Similarly, the Commission could reasonably have disregarded Dr. Kopriviea’s opinion that Nance had a fifteen percent preexisting permanent partial disability from depression at the time of his 1994 injury. As noted previously, Dr. Koprivica testified that he was not a psychiatrist or psychologist. Dr. Koprivica purportedly relied entirely upon a review of the psychiatric records from Kaiser Permanente in reaching his conclusion regarding the existence of a fifteen percent preexisting permanent partial disability due to depression. But those records do not establish that Nance’s preexisting depression was permanent or that it caused any hindrance or obstacle to his employment.

The Kaiser Permanente records reveal that Nance sought psychiatric treatment on December 27, 1993. At that time, Nance indicated that he had been in an increasingly depressed mood over the previous year related to several recent deaths in his family, health concerns, work stress, and family pressures. Nance was seen again on February 9, 1994, at which time anti-depressant medications were prescribed for him. None of the records indicate that his depression was causing him any difficulty in performing his work or that it would hinder him in finding other employment. After February 9, 1994, Nance did not seek psychiatric treatment again until October 17, 1996. The records from that date indicate that Nance had ceased taking medication for depression in March 1994. Nance testified at the hearing that he did not believe that he was having any psychological difficulties at the time of his June 23, 1994 injury. Furthermore, a letter written by Dr. Samuel Hucke, who provided psychiatric treatment to Nance, on November 17, 1999, opined that Nance’s current depression was caused by his June 23, 1994 injury.3 Thus, there was sufficient competent evidence in the record to support the Commission’s finding that Nance’s preexisting depression was not permanent and/or was not a hindrance or obstacle to his employment, and that determination was not against the overwhelming weight of the evidence.
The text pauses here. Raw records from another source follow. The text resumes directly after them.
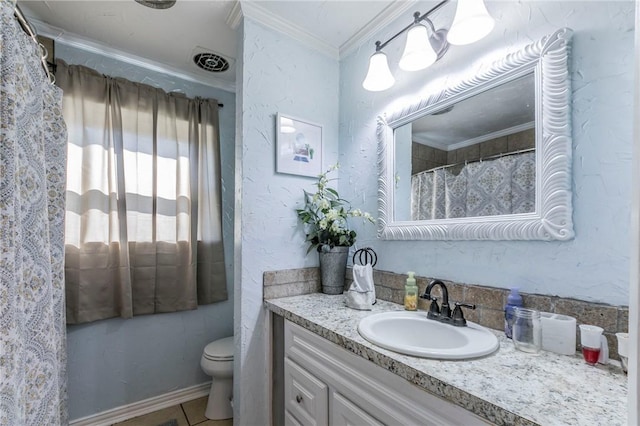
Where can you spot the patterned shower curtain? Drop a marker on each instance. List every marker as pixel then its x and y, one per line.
pixel 504 185
pixel 32 191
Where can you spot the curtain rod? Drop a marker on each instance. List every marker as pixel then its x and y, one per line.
pixel 480 160
pixel 28 28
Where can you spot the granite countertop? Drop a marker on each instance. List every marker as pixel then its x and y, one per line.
pixel 508 387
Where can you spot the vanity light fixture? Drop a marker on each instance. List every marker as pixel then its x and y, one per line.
pixel 471 23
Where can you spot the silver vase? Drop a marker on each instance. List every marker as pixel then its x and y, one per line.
pixel 333 266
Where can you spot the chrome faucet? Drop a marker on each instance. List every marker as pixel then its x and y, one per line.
pixel 443 313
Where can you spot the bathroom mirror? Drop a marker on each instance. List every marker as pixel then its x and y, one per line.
pixel 485 158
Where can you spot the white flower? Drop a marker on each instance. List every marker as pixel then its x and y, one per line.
pixel 324 204
pixel 332 214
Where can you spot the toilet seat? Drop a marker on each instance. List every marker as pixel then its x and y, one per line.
pixel 219 350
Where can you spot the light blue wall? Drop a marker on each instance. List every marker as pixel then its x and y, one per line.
pixel 116 362
pixel 595 265
pixel 279 75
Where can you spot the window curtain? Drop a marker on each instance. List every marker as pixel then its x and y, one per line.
pixel 143 221
pixel 504 185
pixel 33 383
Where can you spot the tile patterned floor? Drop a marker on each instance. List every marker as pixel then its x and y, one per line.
pixel 189 413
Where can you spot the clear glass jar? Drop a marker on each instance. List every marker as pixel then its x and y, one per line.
pixel 527 330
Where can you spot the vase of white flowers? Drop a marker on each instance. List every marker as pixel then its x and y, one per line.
pixel 324 216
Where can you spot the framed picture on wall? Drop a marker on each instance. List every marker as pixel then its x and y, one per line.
pixel 298 146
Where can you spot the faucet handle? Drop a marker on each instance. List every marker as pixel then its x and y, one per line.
pixel 457 316
pixel 434 309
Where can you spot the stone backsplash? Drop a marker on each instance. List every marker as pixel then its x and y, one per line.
pixel 489 301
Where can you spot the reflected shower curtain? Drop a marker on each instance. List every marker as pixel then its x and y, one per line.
pixel 504 185
pixel 32 191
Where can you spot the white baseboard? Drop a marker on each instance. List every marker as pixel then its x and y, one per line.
pixel 129 411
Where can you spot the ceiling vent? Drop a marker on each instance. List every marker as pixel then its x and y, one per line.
pixel 157 4
pixel 211 62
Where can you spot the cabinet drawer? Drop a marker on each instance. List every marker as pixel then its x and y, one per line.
pixel 306 397
pixel 289 420
pixel 346 413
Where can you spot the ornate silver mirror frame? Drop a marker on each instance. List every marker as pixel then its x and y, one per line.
pixel 551 220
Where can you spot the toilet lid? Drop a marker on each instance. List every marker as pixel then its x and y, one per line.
pixel 220 350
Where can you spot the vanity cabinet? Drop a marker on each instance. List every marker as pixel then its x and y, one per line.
pixel 325 384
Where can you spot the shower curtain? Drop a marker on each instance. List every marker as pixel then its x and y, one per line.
pixel 32 190
pixel 504 185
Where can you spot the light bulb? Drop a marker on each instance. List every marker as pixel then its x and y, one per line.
pixel 471 23
pixel 379 76
pixel 418 53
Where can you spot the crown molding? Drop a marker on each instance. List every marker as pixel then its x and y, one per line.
pixel 235 16
pixel 258 13
pixel 91 46
pixel 389 14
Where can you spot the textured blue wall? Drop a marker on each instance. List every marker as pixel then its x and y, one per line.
pixel 279 75
pixel 595 265
pixel 116 362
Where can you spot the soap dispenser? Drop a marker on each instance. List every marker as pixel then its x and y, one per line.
pixel 411 293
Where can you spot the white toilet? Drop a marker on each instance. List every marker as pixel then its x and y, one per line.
pixel 217 362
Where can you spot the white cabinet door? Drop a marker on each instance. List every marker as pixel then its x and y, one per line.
pixel 305 397
pixel 346 413
pixel 289 420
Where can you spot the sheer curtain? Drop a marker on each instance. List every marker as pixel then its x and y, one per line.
pixel 504 185
pixel 144 227
pixel 33 356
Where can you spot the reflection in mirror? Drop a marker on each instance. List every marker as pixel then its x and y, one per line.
pixel 472 158
pixel 486 158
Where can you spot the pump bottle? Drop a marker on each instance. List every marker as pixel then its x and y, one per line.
pixel 411 293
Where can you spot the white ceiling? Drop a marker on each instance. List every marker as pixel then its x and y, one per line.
pixel 168 39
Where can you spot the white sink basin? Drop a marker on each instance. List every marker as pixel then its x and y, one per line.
pixel 411 333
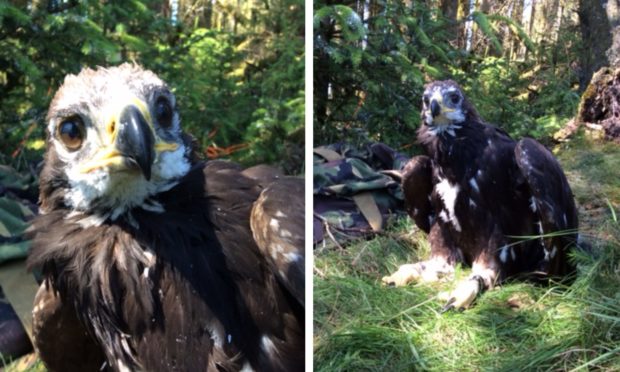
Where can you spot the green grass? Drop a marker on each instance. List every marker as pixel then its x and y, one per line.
pixel 361 325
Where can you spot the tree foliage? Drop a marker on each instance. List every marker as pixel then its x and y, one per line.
pixel 237 71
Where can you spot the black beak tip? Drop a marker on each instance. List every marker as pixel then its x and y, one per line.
pixel 135 140
pixel 435 108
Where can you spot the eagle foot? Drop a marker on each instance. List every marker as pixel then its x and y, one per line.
pixel 426 271
pixel 463 295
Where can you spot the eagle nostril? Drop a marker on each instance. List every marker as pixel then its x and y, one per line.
pixel 435 108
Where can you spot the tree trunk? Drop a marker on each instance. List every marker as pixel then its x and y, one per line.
pixel 596 36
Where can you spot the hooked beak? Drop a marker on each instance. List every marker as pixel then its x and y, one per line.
pixel 132 143
pixel 134 140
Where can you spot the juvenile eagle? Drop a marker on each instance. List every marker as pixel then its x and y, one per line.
pixel 151 259
pixel 504 207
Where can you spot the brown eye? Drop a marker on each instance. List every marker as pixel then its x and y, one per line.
pixel 163 112
pixel 71 133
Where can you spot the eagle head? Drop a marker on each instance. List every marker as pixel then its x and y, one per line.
pixel 113 141
pixel 444 105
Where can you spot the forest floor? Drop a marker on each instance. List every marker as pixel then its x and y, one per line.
pixel 359 324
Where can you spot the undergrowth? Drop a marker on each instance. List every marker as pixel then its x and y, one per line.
pixel 362 325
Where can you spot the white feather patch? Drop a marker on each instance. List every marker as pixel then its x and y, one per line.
pixel 448 194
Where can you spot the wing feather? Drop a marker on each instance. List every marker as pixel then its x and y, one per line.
pixel 552 200
pixel 278 227
pixel 417 187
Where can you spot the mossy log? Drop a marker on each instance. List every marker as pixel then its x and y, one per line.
pixel 599 108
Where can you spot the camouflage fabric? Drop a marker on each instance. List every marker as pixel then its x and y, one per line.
pixel 337 217
pixel 18 196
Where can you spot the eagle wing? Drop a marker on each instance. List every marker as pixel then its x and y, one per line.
pixel 417 186
pixel 552 200
pixel 278 227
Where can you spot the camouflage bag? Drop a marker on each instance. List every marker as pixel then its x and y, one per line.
pixel 355 191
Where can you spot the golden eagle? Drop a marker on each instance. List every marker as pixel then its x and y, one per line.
pixel 504 207
pixel 152 259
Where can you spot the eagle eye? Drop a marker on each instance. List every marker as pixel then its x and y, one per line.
pixel 163 112
pixel 71 132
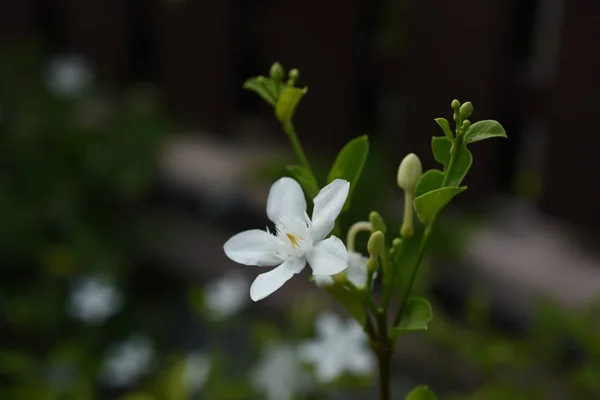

Finally, Nance argues that the Commission erred in determining the combined effect of his preexisting injuries and June 23, 1994 injury. He claims that the Commission should have accepted Dr. Ko-privica’s assessment that the combination of his preexisting disabilities and the disability resulting from his June 23, 1994 injury resulted in a twenty percent enhancement to his overall disability at the level of the body as a whole over and above the mathematical sum of those disabilities. Contrary to Nance’s assertions, “ ‘[t]he Commission is not bound by the expert’s exact percentages and is free to find a disability rating higher or lower than that expressed in medical testimony.’ ” Ransburg, 22 S.W.3d at 732 (quoting Sifferman, 906 S.W.2d at 826).

*776Having carefully reviewed the record, we find that the Commission’s award is supported by sufficient competent and substantial evidence, and that it is not against the overwhelming weight of the evidence. Davis, 903 S.W.2d at 571. Accordingly, the Commission’s award is affirmed.

All concur.

. All statutory references are to RSMo 2000 unless otherwise noted.

. Given our resolution of the Fund’s cross-appeal, we need not address Nance's second point on appeal. That point challenges the Commission’s exclusion of Exhibit G from evidence. The only relevance Nance claims that exhibit had to the proceedings was to help in countering the Fund's argument that the Division lacked jurisdiction to consider the case due to the dismissal of the employer. Having determined that the Commission properly found that it had the authority to consider Nance's claim against the fund regardless of the contents of Exhibit G, Nance cannot have been prejudiced by the exclusion of this exhibit.

. That letter did not indicate that Nance had any permanent partial disability as a result of his depression.